And now, for a worthy accompaniment to jam - bread.
I'm sure I've mentioned it before, as I have with many other things, but banana bread is one of those things that childhood never, ever lets you forget.
I see her, with her platinum blond cropped hair standing up starkly against the greenery which encompasses us. She beckons us with a smile, one that is as wide as the brim of her hat. Come, she urges us, come try some fresh banana bread with tea. And never did I forget that banana bread - the softness, the airiness, the natural sweetness.
After so long, I haven't forgot - and here, I've succeeded in replicating that flavour into my bread. It's moist, it's soft, and best of all, wholesome. The bits of mashed banana appear occasionally here, along with some walnuts added for texture. Stir in some other seeds or what-have-you into the bread, or top with more nuts, seeds etc. I did so with a seed mix and coconut.

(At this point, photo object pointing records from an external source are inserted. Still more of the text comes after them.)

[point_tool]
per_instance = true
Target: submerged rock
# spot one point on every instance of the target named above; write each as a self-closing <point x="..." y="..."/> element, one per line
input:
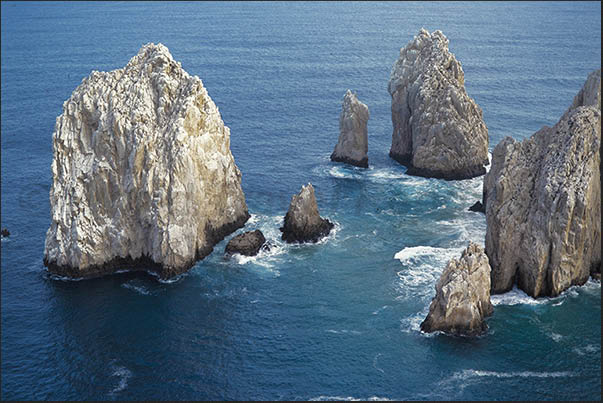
<point x="543" y="202"/>
<point x="143" y="176"/>
<point x="248" y="243"/>
<point x="438" y="130"/>
<point x="303" y="222"/>
<point x="352" y="146"/>
<point x="478" y="207"/>
<point x="462" y="298"/>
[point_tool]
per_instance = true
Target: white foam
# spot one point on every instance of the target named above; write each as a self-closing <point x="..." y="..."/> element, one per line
<point x="124" y="375"/>
<point x="474" y="373"/>
<point x="139" y="289"/>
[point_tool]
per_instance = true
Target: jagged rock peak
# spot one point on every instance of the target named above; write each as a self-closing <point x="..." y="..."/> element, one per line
<point x="438" y="129"/>
<point x="303" y="222"/>
<point x="352" y="146"/>
<point x="462" y="299"/>
<point x="543" y="202"/>
<point x="143" y="176"/>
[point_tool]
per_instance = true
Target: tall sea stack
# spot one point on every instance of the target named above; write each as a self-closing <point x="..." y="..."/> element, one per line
<point x="143" y="176"/>
<point x="543" y="202"/>
<point x="438" y="130"/>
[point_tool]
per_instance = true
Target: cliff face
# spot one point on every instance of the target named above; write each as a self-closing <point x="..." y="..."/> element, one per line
<point x="438" y="130"/>
<point x="462" y="298"/>
<point x="143" y="176"/>
<point x="352" y="146"/>
<point x="543" y="202"/>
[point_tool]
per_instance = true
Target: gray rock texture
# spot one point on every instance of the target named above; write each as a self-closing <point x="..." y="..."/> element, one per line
<point x="462" y="298"/>
<point x="248" y="243"/>
<point x="143" y="176"/>
<point x="438" y="130"/>
<point x="352" y="146"/>
<point x="543" y="202"/>
<point x="303" y="222"/>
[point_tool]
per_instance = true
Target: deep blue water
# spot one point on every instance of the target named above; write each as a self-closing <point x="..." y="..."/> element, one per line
<point x="339" y="319"/>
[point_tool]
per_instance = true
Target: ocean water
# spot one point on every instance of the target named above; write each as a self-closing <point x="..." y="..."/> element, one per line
<point x="335" y="320"/>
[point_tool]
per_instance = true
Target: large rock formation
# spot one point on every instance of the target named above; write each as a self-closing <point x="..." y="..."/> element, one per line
<point x="353" y="141"/>
<point x="438" y="130"/>
<point x="248" y="243"/>
<point x="462" y="298"/>
<point x="303" y="222"/>
<point x="143" y="177"/>
<point x="543" y="202"/>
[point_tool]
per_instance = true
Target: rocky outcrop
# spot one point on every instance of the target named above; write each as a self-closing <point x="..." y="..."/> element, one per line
<point x="143" y="176"/>
<point x="543" y="202"/>
<point x="303" y="222"/>
<point x="352" y="146"/>
<point x="462" y="298"/>
<point x="477" y="207"/>
<point x="248" y="243"/>
<point x="438" y="130"/>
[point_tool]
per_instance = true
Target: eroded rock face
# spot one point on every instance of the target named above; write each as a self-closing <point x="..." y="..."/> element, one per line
<point x="543" y="202"/>
<point x="143" y="176"/>
<point x="303" y="222"/>
<point x="462" y="298"/>
<point x="438" y="130"/>
<point x="352" y="147"/>
<point x="248" y="243"/>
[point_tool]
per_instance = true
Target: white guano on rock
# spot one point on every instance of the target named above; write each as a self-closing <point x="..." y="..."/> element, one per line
<point x="543" y="202"/>
<point x="438" y="129"/>
<point x="462" y="299"/>
<point x="143" y="176"/>
<point x="352" y="146"/>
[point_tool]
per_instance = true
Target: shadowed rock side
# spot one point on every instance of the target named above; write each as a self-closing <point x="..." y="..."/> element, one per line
<point x="247" y="243"/>
<point x="462" y="298"/>
<point x="438" y="130"/>
<point x="303" y="222"/>
<point x="543" y="202"/>
<point x="143" y="176"/>
<point x="352" y="146"/>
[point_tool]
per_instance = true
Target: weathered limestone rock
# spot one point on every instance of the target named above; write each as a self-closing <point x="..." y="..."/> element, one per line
<point x="438" y="130"/>
<point x="352" y="146"/>
<point x="478" y="207"/>
<point x="543" y="202"/>
<point x="303" y="222"/>
<point x="462" y="298"/>
<point x="143" y="176"/>
<point x="248" y="243"/>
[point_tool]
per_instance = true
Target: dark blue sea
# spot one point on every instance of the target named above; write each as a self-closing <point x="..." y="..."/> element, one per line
<point x="334" y="320"/>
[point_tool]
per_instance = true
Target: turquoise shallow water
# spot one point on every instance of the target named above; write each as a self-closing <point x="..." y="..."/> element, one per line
<point x="335" y="320"/>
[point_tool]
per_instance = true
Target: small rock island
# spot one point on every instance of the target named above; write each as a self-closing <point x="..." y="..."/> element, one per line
<point x="543" y="202"/>
<point x="143" y="176"/>
<point x="303" y="223"/>
<point x="438" y="131"/>
<point x="462" y="298"/>
<point x="352" y="147"/>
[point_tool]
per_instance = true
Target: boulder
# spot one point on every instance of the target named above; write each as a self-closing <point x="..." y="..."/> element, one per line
<point x="352" y="146"/>
<point x="543" y="202"/>
<point x="438" y="131"/>
<point x="248" y="243"/>
<point x="303" y="222"/>
<point x="143" y="176"/>
<point x="462" y="298"/>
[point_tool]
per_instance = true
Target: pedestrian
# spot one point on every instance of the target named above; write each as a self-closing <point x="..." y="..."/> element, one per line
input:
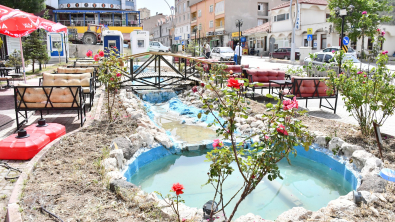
<point x="207" y="50"/>
<point x="238" y="52"/>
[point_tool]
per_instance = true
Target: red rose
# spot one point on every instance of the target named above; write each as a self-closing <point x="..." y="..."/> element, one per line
<point x="281" y="130"/>
<point x="233" y="83"/>
<point x="177" y="187"/>
<point x="96" y="57"/>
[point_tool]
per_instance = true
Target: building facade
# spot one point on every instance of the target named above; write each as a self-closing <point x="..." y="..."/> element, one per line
<point x="118" y="15"/>
<point x="144" y="13"/>
<point x="216" y="18"/>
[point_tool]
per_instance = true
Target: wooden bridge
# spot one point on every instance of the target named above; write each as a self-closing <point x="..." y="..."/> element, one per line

This banana bread is anything but unsatisfactory. Warm it up prior to consuming, if you wish, and as always, enjoy.
1. Preheat oven to 170 c. In a bowl, sift flour, baking powder, baking soda, salt, sugar and cinnamon.
2. Combine mashed bananas with milk and vanilla extract. Pour into flour mixture and stir well.
3. Add walnuts and any other ingredients, then pour into a greased loaf tin (mine was 9 x 22). If adding toppings, sprinkle them on now.
4. Bake for an hour. Ensure that it is cooked through by inserting a toothpick, which should come out clean.
5. Let it cool for 15 mins, serve and enjoy.